学級・進路

【普通級から支援級へ】どんな子が?どんな流れで?よくある4つの事例を紹介

投稿日:2023年10月23日 更新日:

学級選びで悩まれてる方「普通級から支援級に行く子はどんな特徴がある?どんな流れでいくもの?支援級へ移る目安はある?」

このようなお悩みに、お応えします。

本記事の内容



✅普通級から支援級へ移った
 「4つのパターン(事例)」

普通級から
 「支援級へ移る目安

✅支援級を検討してる子が
 「備えたいこと


お子さんの学級は、その学校生活の過ごしやすさ、学びやすさなど、とても大事な環境になります。

そんな大事な学級を、様々な事情で変えざる得ない場合があります。

特に、普通級から支援級へ移る場合は、判断がとても難しいケースが多いです。

「普通級在籍だけど、うちの子に合ってないかも」

「支援級にすべきか、判断が難しい」

こんな不安を抱えてる方が多いのも事実です。

そこで本記事では、どんな子が、どんなキッカケで転籍になったのか、

『普通級から支援級へ移った事例(よくあるパターン)』を紹介したいと思います。

私は、療育・相談支援を10年以上しており、学級選びの相談支援にも携わってきました。

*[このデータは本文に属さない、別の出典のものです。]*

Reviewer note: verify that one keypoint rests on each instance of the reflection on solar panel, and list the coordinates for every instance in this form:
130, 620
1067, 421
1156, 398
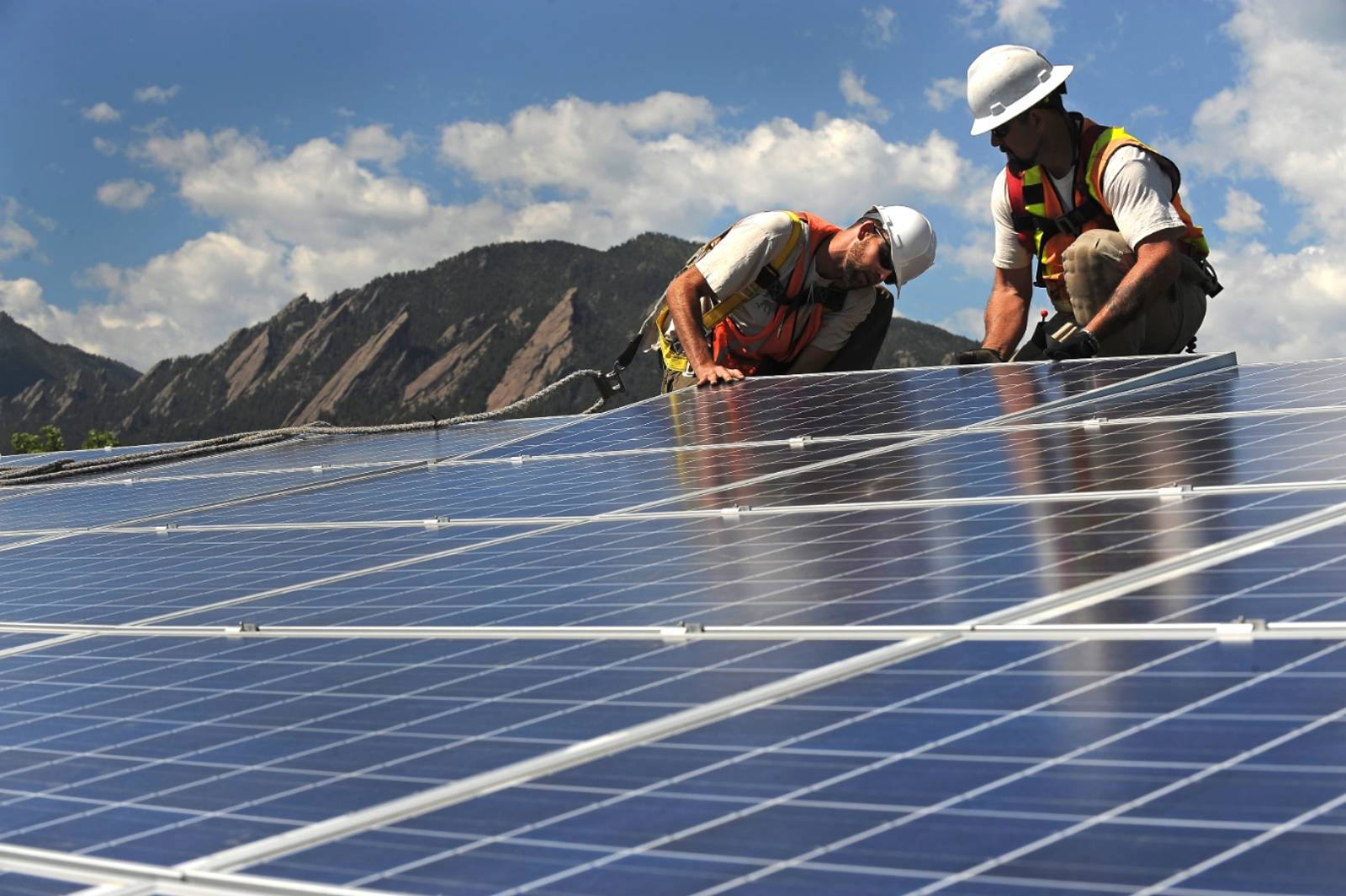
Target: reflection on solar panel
996, 631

その支援経験を元にまとめています。参考になれば幸いです。

普通級から支援級へ移った「4つのパターン(事例)」

普通級から支援級へ移った「パターン(事例)」を4つ紹介します。

私が、現場でよく見てきたケースになります。



①:小1・小2の子(グレーゾーン)
 ⇨集団に1~2テンポ遅れる

②:小1~小4の子(診断あり・傾向あり)
 ⇨他害・癇癪・離席等が増える

③:親の意向で普通級にチャレンジ
 ⇨参加してるけど、授業理解してない

④:小3・4の子
 ⇨授業の遅れが目立つ


①:小1・小2の子(グレーゾーン)⇨集団に1~2テンポ遅れる

幼少期から、何となく変わった子だなぁと感じていたけど、生活上で困ることはなく、就学まで進んでいたケースになります。

幼稚園や保育園では、自由保育が主体で、先生もお子さんを尊重する方針で、お子さんの様子が目立つことはありませんでした。

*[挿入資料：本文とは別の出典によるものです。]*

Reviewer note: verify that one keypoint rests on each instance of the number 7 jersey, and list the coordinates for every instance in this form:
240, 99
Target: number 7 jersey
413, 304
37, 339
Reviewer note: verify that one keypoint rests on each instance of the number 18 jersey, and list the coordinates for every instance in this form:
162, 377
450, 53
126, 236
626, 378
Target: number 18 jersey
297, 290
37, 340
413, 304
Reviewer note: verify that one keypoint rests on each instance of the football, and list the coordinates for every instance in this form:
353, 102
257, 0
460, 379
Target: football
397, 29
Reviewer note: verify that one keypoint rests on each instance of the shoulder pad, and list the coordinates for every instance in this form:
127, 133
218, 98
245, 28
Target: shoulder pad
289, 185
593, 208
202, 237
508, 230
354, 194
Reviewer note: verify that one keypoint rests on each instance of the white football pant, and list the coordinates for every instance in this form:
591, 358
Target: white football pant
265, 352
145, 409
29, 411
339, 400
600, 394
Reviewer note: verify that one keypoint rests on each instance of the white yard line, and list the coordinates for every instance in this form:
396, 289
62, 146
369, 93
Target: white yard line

ただ就学して、30~40名の大きな集団になり、先生の個別の声掛けがあまりない環境にあると、集団への遅れが目立ってきました。

集団の動きに対して、1~2テンポ遅れる様子が出てきました。

担任の先生との面談で指摘されるパターンが多く、親御さん自身驚かれることもあります。

時期でいうと、GW明けの5~6月頃に目立ってきて、相談に来られる方が多いです。

②:小1~小4の子(診断あり・傾向あり)⇨他害・癇癪・離席等が増える

診断名があったり「ADHD傾向あり」など、特性がある子になります。

カッとなって手を出したり、注意されたことで癇癪を起こしたり、授業中に離席するなどになります。

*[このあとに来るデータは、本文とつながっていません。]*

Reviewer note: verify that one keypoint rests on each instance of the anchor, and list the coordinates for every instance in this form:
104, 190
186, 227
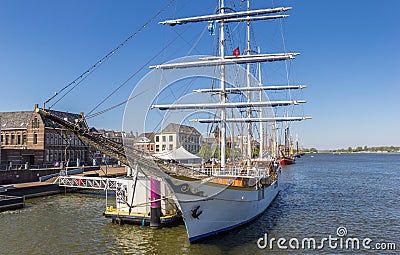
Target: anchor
196, 214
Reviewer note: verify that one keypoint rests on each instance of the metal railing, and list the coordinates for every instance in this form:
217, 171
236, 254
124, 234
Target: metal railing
98, 183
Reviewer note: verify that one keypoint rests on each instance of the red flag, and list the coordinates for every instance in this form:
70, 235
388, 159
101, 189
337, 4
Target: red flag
236, 52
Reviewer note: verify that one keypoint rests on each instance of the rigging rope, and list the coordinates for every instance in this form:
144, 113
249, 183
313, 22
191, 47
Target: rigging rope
85, 74
90, 115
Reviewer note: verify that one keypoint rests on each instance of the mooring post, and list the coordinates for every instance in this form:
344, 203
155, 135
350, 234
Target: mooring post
155, 208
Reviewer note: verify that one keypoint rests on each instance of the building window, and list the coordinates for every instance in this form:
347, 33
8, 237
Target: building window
35, 123
34, 138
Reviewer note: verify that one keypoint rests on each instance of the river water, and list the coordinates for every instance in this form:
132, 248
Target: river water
320, 193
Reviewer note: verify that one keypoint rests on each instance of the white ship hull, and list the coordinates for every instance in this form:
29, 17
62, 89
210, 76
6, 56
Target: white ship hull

他の子や授業に大きな影響を与える行動の為、学校側から支援級を進められるパターンも少なくありません。

【関連記事】

【小学校で支援学級を勧められた時】学級選びの3つのポイント

③:親の意向で普通級にチャレンジ⇨参加してるけど、授業理解してない

本来、支援級に行っても良いお子さんですが、親御さんの意向で普通級で様子を見る判断をしたケースになります。

検査結果から、知的障害までつかないですが、ボーダーラインの子で、一見他の子と変わらないように見るタイプの子になります。

学校では、他害や離席など、周囲に大きな影響を与える行動がない為、普通級で過ごすのも問題ないように見えます。

先生によっては「良い子ですよ」と見過ごされることもあります。

ただ、本人は授業に参加はしてるけど、内容を理解が難しく学びになっていない場合があります。

本人が全く気にしないタイプでしたら、過ごすことだけならできますが、次第に授業が苦痛になったり、学習への拒否感に繋がる子も一定数います。

本人や親御さんの気持ちを確認しながら、今の学級が最適なのか、学校や支援先を相談が必要なケースになります。

④:小3・4の子⇨授業の遅れが目立つ

学習の苦手さは、以前から見られていたものの、小1・2では何となく過ごしてきたケースになります。

小学3、4年生になり、文章題が増えたり、計算が複雑になる中で、苦手さが顕著に出ます。

授業だけでは理解が追いつかず、家庭で親御さんが教えても、なかなか定着しづらいケースになります。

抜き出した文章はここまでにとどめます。